A general method for the synthesis of [Cp^tt₂Zr(μ₃-S)₂{M(diolefin)}₂] complexes (M = Rh, diolefin = nbd, cod; M = Ir, diolefin = cod) consisted in the reaction of [{M(μ-Cl)(diolefin)}₂] compounds with the zirconium-sulphide metallocene anion [Cp^tt₂ZrS₂]^2-, generated by double deprotonation of [Cp^tt₂Zr(SH)₂] with BuLi (Fig. 10). These compounds exist in solution as two rotamers, eclipsed and staggered, due to a hindered rotation of the cyclopentadienyl rings and the relative disposition of the Cp^tt groups in the sandwich moiety [38]. The two rotamers interconvert for the complexes with diolefin = nbd and tfbb, whilst no interconversion occurs for the cod complexes, which can be isolated as the pure staggered rotamer.

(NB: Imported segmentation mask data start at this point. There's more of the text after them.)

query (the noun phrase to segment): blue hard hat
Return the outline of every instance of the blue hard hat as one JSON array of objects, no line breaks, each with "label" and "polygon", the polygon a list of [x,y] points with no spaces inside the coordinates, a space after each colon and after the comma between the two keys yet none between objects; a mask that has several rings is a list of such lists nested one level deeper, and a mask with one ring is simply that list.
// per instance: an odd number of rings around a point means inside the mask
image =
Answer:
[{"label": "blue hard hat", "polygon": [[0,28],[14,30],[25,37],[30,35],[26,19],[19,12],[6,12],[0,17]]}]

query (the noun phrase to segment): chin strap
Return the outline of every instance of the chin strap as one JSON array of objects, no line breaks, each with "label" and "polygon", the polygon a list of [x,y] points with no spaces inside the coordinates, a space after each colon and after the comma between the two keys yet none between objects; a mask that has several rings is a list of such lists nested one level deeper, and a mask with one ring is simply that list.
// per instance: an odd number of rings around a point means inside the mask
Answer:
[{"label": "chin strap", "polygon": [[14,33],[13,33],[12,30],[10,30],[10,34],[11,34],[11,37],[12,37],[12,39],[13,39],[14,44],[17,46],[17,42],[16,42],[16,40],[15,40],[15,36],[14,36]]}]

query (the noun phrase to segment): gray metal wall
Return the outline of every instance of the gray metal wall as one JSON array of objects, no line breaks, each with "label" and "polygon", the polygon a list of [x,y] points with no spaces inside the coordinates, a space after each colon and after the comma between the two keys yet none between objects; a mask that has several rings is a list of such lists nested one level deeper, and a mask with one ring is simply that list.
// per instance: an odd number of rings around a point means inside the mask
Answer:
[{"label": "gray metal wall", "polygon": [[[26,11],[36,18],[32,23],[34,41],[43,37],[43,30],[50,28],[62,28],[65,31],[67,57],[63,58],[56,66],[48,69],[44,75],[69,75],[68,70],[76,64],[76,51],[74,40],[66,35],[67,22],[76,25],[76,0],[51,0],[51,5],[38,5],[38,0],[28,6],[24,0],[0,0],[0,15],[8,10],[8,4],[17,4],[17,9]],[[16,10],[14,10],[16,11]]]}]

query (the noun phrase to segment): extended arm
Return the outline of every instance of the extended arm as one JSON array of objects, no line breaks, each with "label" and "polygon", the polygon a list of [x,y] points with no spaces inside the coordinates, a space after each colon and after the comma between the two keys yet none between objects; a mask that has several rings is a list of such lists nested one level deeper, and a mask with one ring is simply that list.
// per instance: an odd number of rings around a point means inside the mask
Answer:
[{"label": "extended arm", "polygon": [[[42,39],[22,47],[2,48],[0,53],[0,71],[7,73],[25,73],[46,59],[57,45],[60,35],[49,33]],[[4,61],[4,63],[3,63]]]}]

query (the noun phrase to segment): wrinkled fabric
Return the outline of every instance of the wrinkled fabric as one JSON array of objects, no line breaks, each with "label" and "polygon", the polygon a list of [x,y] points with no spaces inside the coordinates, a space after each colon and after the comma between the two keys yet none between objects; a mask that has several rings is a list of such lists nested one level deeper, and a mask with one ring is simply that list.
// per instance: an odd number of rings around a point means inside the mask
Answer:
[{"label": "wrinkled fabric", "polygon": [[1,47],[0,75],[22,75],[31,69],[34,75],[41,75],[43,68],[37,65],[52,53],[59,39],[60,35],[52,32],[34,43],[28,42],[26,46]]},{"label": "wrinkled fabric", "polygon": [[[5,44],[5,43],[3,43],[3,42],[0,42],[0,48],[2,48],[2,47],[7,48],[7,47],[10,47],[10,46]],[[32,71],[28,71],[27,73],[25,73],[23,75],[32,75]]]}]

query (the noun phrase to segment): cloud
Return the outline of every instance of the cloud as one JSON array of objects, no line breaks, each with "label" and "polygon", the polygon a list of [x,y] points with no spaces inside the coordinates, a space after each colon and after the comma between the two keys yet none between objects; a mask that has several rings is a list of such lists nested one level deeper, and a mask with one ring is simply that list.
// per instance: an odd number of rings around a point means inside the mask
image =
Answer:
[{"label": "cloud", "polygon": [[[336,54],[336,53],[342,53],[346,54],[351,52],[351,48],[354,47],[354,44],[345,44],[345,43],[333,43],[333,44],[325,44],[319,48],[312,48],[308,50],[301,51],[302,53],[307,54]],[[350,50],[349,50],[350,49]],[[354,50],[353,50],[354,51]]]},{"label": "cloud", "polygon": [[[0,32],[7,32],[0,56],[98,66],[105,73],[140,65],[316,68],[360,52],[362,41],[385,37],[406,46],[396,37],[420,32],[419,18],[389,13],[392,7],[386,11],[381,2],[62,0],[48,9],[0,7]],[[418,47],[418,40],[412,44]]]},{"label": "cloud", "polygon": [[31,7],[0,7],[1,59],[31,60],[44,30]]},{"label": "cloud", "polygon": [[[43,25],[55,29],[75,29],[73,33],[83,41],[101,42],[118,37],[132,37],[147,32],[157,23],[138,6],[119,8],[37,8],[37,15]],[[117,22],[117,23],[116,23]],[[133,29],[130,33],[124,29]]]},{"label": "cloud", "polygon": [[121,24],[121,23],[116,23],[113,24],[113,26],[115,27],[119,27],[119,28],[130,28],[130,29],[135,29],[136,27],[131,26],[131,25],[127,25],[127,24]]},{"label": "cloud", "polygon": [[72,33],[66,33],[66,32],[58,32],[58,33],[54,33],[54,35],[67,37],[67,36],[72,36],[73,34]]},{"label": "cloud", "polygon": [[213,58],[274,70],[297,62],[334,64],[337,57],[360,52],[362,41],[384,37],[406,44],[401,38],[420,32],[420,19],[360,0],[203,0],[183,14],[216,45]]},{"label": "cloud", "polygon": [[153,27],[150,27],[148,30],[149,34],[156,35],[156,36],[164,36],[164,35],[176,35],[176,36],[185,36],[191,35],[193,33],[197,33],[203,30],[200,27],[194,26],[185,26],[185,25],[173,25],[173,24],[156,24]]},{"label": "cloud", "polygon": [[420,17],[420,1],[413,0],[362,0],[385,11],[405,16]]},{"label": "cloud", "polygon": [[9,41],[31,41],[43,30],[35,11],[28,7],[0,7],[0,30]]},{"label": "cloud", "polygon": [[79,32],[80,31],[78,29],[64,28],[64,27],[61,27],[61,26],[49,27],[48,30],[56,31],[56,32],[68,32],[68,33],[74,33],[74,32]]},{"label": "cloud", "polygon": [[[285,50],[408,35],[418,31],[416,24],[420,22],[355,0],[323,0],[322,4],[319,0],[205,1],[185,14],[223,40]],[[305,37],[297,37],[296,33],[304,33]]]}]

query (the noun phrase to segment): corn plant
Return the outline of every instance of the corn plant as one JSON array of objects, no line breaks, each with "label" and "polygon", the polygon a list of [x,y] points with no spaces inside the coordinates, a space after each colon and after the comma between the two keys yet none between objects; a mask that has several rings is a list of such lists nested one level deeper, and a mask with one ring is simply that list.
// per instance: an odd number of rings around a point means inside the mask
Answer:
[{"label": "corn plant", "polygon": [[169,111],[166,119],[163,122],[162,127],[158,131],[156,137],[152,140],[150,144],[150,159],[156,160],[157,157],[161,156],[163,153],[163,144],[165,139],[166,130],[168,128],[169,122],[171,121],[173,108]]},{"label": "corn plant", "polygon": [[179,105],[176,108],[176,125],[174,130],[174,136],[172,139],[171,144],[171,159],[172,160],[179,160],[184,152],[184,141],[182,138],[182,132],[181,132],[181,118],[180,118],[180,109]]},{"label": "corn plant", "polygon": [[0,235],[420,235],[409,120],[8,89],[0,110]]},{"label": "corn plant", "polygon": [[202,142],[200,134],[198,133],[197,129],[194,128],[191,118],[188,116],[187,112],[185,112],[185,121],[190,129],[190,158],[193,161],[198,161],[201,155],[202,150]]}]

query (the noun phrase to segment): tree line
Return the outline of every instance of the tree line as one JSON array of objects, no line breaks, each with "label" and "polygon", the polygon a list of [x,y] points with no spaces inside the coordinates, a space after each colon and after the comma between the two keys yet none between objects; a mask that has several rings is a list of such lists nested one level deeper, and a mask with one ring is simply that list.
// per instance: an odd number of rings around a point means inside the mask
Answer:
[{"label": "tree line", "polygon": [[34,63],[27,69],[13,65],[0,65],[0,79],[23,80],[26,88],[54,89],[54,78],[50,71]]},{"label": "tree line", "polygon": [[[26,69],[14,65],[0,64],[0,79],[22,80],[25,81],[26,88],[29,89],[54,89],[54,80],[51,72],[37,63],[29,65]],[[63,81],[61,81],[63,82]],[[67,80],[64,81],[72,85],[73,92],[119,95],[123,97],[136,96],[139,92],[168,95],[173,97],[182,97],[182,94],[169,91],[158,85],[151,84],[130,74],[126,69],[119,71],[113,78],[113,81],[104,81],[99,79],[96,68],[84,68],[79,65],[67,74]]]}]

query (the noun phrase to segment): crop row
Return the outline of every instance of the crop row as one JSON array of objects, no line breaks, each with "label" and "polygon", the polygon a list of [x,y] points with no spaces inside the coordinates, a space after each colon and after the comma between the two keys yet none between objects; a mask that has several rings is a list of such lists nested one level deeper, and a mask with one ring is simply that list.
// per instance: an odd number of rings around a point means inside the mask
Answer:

3.2 Heterobimetallic ZrRh₂ and ZrIr₂ carbonyl complexes

Carbonylation of [Cp^tt₂Zr(μ₃-S)₂{Rh(nbd)}₂] under atmospheric pressure gave the carbonyl complex [Cp^tt₂Zr(μ₃-S)₂{Rh(CO)₂}₂]. This complex was also prepared by reacting [Cp^tt₂Zr(SH)₂] with a variety of rhodium–carbonyl complexes. Thus, the reactions of [Cp^tt₂Zr(SH)₂] with two molar equivalents of [Rh(acac)(CO)₂], or with [{Rh(μ-Cl)(CO)₂}₂] in the presence of a slight excess of NEt₃, gave [Cp^tt₂Zr(μ₃-S)₂{Rh(CO)₂}₂]. The ZrRh₂core of the compound [Cp^tt₂Zr(μ₃-S)₂{Rh(CO)₂}₂] has been established by X-ray diffraction methods [37–38]. The related iridium carbonyl complex [Cp^tt₂Zr(μ₃-S)₂{Ir(CO)₂}₂] was obtained from the reaction of [Cp^tt₂Zr(SH)₂] with two molar equivalents of the anionic complex [IrCl₂(CO)₂]^– in the presence of a slight excess of NEt₃ (Fig. 11 ) [39]. This [Cp^tt₂Zr(μ₃-S)₂{Ir(CO)₂}₂] complex reacted with 1,2-bis(diphenylphosphino)ethane (dppe) yielding selectively the ion-pair [Ir(CO)(dppe)₂][Cp^tt₂Zr(μ-S)₂Ir(CO)₂]. A related heterobimetallic anion [Cp*₂Zr(μ-S)₂Rh(CO)₂]^– has been previously reported [40]. Apart from the above-mentioned reaction, the ZrM₂ triangular core in the heterotrinuclear carbonyl clusters [Cp^tt₂Zr(μ₃-S)₂{M(CO)₂}₂] (M = Rh, Ir) is usually maintained in the replacement reactions of carbonyl groups by P-donor ligands. The outcome of these reactions depends on the character of the P-donor ligands. Thus, the replacement reactions with the short-bite bidentate bis(diphenylphosphino)methane (dppm) ligand are stereoselective, and the products [Cp^tt₂Zr(μ₃-S)₂{M(CO)}₂(μ-dppm)] are cleanly obtained as a single isomer. In contrast, the disubstituted complexes [Cp^tt₂Zr(μ₃-S)₂{Rh(CO)(P(OR)₃)}₂] (P(OR)₃ = P(OMe)₃ and P(OPh)₃) are obtained as mixtures of the transoid and cisoid isomers, which exhibit a restricted rotation of the Cp^tt rings [38].

3.3 Heterotrimetallic ZrIrRh carbonyl complexes

Interestingly, the heterodinuclear anion [Cp^tt₂Zr(μ-S)₂Ir(CO)₂]^– is capable of acting as a metalloligand towards d⁸ metal centres allowing the syntheses of novel Zr–Ir–Rh heterotrimetallic complexes (Fig. 11). Thus, this anion reacted with [{Rh(μ-Cl)(cod)}₂], yielding the complex [Cp^tt₂Zr(μ₃-S)₂{Ir(CO)₂}{Rh(cod)}], which has been characterised by X-ray diffraction methods. The structure showed a triangular ZrIrRh core capped on both sides by two symmetrical μ₃-sulphido ligands. Although no significant d⁰–d⁸ bonding interactions are detected, the Rh···Ir distance, 2.8205(10) Å, suggested the presence of a significative d⁸–d⁸ metal–metal interaction. A remarkable feature of this heterometallic complex is the fully staggered relative disposition of the Cp^tt ligands observed in the solid state, while in CDCl₃ solution two interconverting rotamers are detected in a 3:1 ratio. The major rotamer showed a staggered disposition of the tert -butyl groups, as found in the solid state, whilst the spectroscopic information for the minor isomer suggested an eclipsed conformation. As expected, the carbonylation of [Cp^tt₂Zr(μ₃-S)₂{Ir(CO)₂}{Rh(cod)}] gave the heterotrimetallic compound [Cp^tt₂Zr(μ₃-S)₂{Ir(CO)₂}{Rh(CO)₂}] (Fig. 11). This complex can also be obtained in one-pot synthesis by successive additions of dppe and the anion [RhCl₂(CO)₂]^– to the heterobimetallic [Cp^tt₂Zr(μ₃-S)₂{Ir(CO)₂}₂] compound [39].